|Re: Meeting on Thursday, April 26, 2007 [message #4172 is a reply to message #4170]
|Thu, 26 April 2007 06:39
Registered: June 2004
Location: GSI, Darmstadt
Dear Silvia and all,
I would like to comment your points:
1. from the summary table one can see that GSI dedicated 100 CPUs to Grid computing, which we did not fullfill so far. But we will certainly come close to that within this year. Especially when you compute the number of 100 CPUs into kSi2k of the time when this number has been pledged.
2. you reported nothing about failure rates at GSI.
what you reported is:
- integrated CPU time at GSI compared to other centres.
This value compares more or less with the percentual site share, which has been 4 to 5% at Muenster and 0.5% at GSI so far.
The reason for this is that we have been running continuously 3 Grid jobs at GSI for quite some time (and most of them successfully and without failures !!!)
since the high mem queue did not provide more than 3 machines in the batch farm and the other batch machines were not able to deal with the memory consumption of ALICE jobs. Since we put the D-Grid machines into production we run 10 jobs in average in parallel, which is already a significant improvement. We also tried already 2 jobs in parallel but the efficiency of job performance became definitely worse compared to only 1 job per machine. The reason might be found out by continous local job monitoring. According to our preliminary findings the peak of memory consumption, which happens only for a short while during reconstruction, may exceed the machine capabiliies when two jobs are running at the same time having the peak roughly at the same time, too.
In any case if the integrated CPU time at GSI compares with the percentual share of jobs running at GSI then the failure rate at GSI also compares with other sites.
Memory consumption of ALICE jobs at 64bit machines used to be significantly higher than at non 64bit machines with former AliRoot versions. This improved slightly with newer AliRoot versions.
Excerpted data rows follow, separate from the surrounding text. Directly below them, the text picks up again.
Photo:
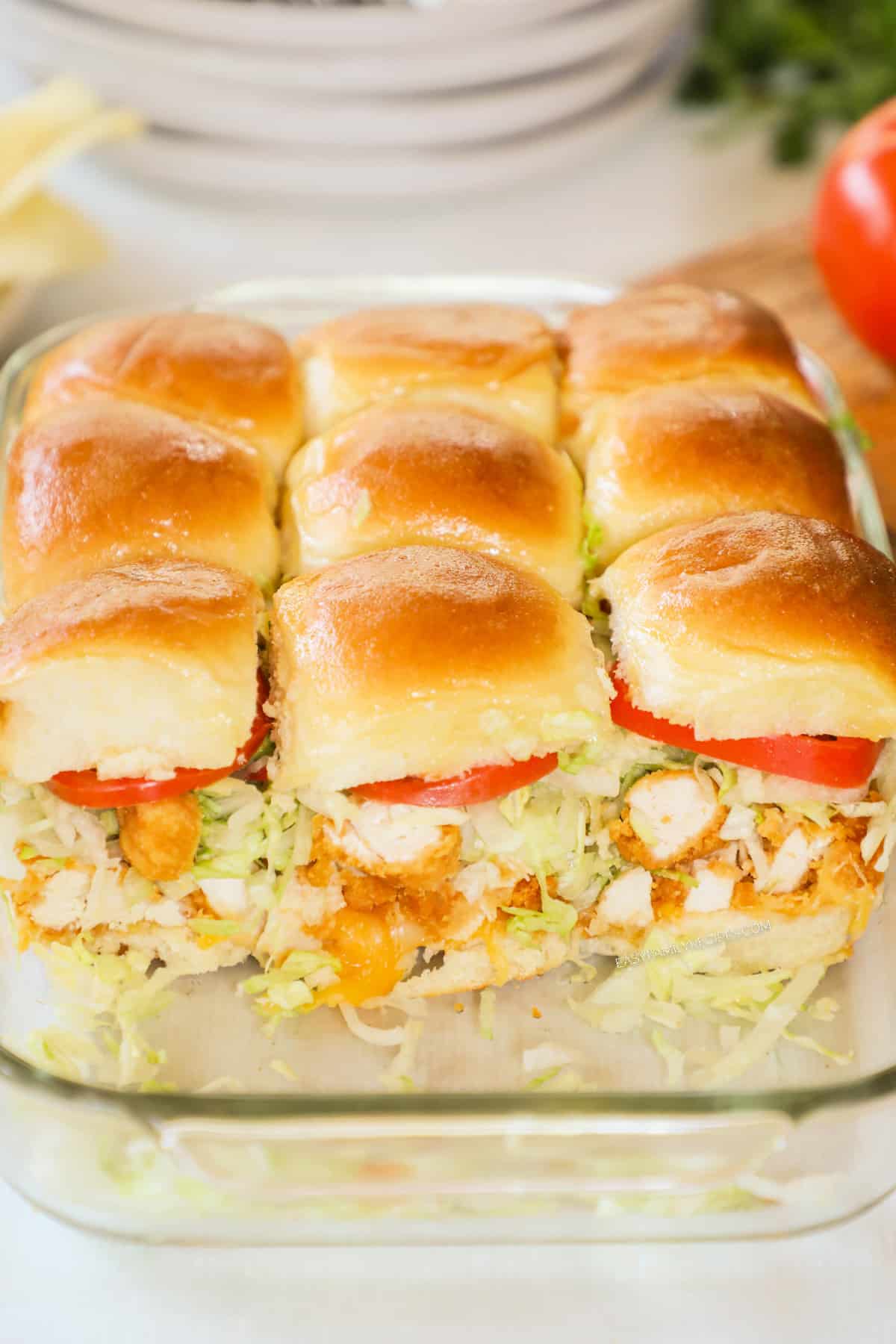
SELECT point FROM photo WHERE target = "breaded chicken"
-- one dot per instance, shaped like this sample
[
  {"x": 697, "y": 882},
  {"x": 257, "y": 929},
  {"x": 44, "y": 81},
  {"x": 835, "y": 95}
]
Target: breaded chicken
[
  {"x": 160, "y": 839},
  {"x": 669, "y": 818},
  {"x": 421, "y": 860}
]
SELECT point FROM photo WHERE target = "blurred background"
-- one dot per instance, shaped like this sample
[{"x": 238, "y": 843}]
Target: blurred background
[{"x": 178, "y": 146}]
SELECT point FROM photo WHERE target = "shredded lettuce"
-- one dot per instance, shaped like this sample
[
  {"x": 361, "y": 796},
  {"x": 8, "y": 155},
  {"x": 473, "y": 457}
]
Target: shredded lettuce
[
  {"x": 593, "y": 608},
  {"x": 676, "y": 875},
  {"x": 820, "y": 813},
  {"x": 554, "y": 917},
  {"x": 109, "y": 998},
  {"x": 289, "y": 989},
  {"x": 215, "y": 929},
  {"x": 488, "y": 1001},
  {"x": 399, "y": 1075},
  {"x": 673, "y": 984}
]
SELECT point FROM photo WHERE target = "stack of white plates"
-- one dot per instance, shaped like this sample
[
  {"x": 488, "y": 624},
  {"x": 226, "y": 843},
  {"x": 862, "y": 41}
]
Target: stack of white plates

If you compare the memory of GSI batch machines with other machines then please consider that our machines rarely have SWAP but mainly the on board memory. The Linux group believes that it does not make sense to use SWAP since this would slow down the jobs too much and would abuse the local disk.
The GSI bandwidth does not provide a reason for job failure. The GSI bandwidth is just limiting the amount of jobs we can run in parallel. The Suedhessennetz is not yet in production for our Grid jobs due to the mentioned political problems, which are not yet solved.
xrootd cluster: I agree with the problem analysis of Horst Goeringer and I also agree that we should follow up this more closely.
Cheers and have fun,